Eles sabiam que a pílula era falsa, mas a memória deles ainda melhorou

Eles sabiam que a pílula era falsa, mas a memória deles ainda melhorou

Um placebo, ou suplemento falso, pode trazer benefícios reais para os idosos, de acordo com uma nova pesquisa realizada por psicólogos da Università Cattolica em Milão. Após ingerirem pílulas placebo por três semanas, os participantes mostraram melhorias tanto no desempenho físico quanto na função cognitiva. Surpreendentemente, as melhorias foram observadas mesmo quando os participantes sabiam que as pílulas não continham ingredientes ativos.

A pesquisa, publicada na International Journal of Clinical and Health Psychology, foi liderada por Diletta Barbiani, Alessandro Antonietti e Francesco Pagnini, com o apoio de bolsas do PNRR através do projeto Age-IT.

“O estudo faz parte de uma linha de pesquisa consolidada na qual analisamos o papel da mente nos processos de envelhecimento, o que é muito importante”, disse Pagnini, Professor Titular de Psicologia Clínica na Faculdade de Psicologia da Università Cattolica.

Investigando o Efeito Placebo no Envelhecimento Saudável

Até o momento, nenhuma pesquisa havia explorado se um placebo tradicional poderia influenciar habilidades que naturalmente diminuem com a idade.

“Nosso objetivo,” explica o Professor Pagnini, “era esclarecer se uma terapia placebo aberta (ou seja, onde o destinatário sabe que é um placebo) ou um suplemento falso (onde as pessoas não sabem que se trata de um placebo) poderia influenciar funções psicológicas, cognitivas e físicas em idosos que vivem na comunidade.”

Para investigar essa questão, os pesquisadores recrutaram 90 idosos saudáveis e os dividiram aleatoriamente em três grupos. Um grupo não recebeu tratamento algum. Um segundo grupo recebeu pílulas placebo, mas foi informado de que as pílulas continham ingredientes ativos projetados para melhorar o bem-estar e a função física. O terceiro grupo recebeu as mesmas pílulas inativas, mas foi claramente informado de que eram placebos que poderiam ainda assim provocar respostas benéficas mente-corpo.

Antes e depois das três semanas de estudo, os participantes preencheram questionários (fornecendo informações sobre níveis de estresse percebido, bem-estar psicológico, sonolência, fadiga, otimismo, autoeficácia e estereótipos sobre o envelhecimento). Além disso, realizaram testes objetivos que mediram memória de curto prazo, atenção seletiva e desempenho físico.

Melhoria na Memória, Estresse e Desempenho Físico

Após três semanas, os participantes que sabiam que estavam tomando pílulas placebo apresentaram níveis de estresse mais baixos do que tanto o grupo placebo enganoso quanto o grupo de controle. Eles também mostraram melhorias significativas na memória de curto prazo em comparação com aqueles que não receberam intervenção alguma.

No geral, ambos os grupos que tomaram placebo experimentaram ganhos no desempenho cognitivo e físico, embora as melhorias mais substanciais geralmente tenham sido observadas entre os participantes que sabiam que estavam tomando um placebo.

O desempenho físico aumentou em 7% no grupo placebo enganoso e em 9,2% no grupo de placebo aberto. O desempenho cognitivo também melhorou. Dependendo do teste específico, as pontuações aumentaram entre 12,6% e 14,6% entre os participantes que acreditavam que estavam tomando um suplemento real, enquanto aqueles que tomavam placebo com conhecimento melhoraram entre 6,9% e 21,5%.

“Esses são efeitos significativos,” enfatiza o psicólogo, “comparáveis aos observados em alguns estudos experimentais sobre atividade física no que diz respeito ao desempenho físico e treinamento cognitivo, especialmente no que toca à memória.”

Os pesquisadores também notaram reduções na sonolência.
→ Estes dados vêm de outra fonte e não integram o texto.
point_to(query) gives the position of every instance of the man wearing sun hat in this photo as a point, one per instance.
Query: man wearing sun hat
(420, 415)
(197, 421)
Os níveis de estresse melhoraram mais notavelmente entre os participantes que estavam cientes de que estavam tomando um placebo.

Uma Nova Abordagem para o Envelhecimento Saudável?

Os achados sugerem que tratamentos placebo podem melhorar diversos aspectos do funcionamento em idosos, com placebos abertos apresentando resultados tão bons quanto, ou em alguns casos melhores que, placebos enganosos.

Segundo os pesquisadores, isso torna os placebos abertos uma estratégia promissora e eticamente aceitável para apoiar o envelhecimento saudável.

O Professor Pagnini afirma que os resultados acrescentam mais evidências científicas crescentes de que a mente desempenha um papel importante no processo de envelhecimento. Pensamentos, emoções e autoimagem podem influenciar não apenas o bem-estar psicológico mas também as habilidades físicas e a função cognitiva, ressaltando a poderosa conexão entre mente e corpo.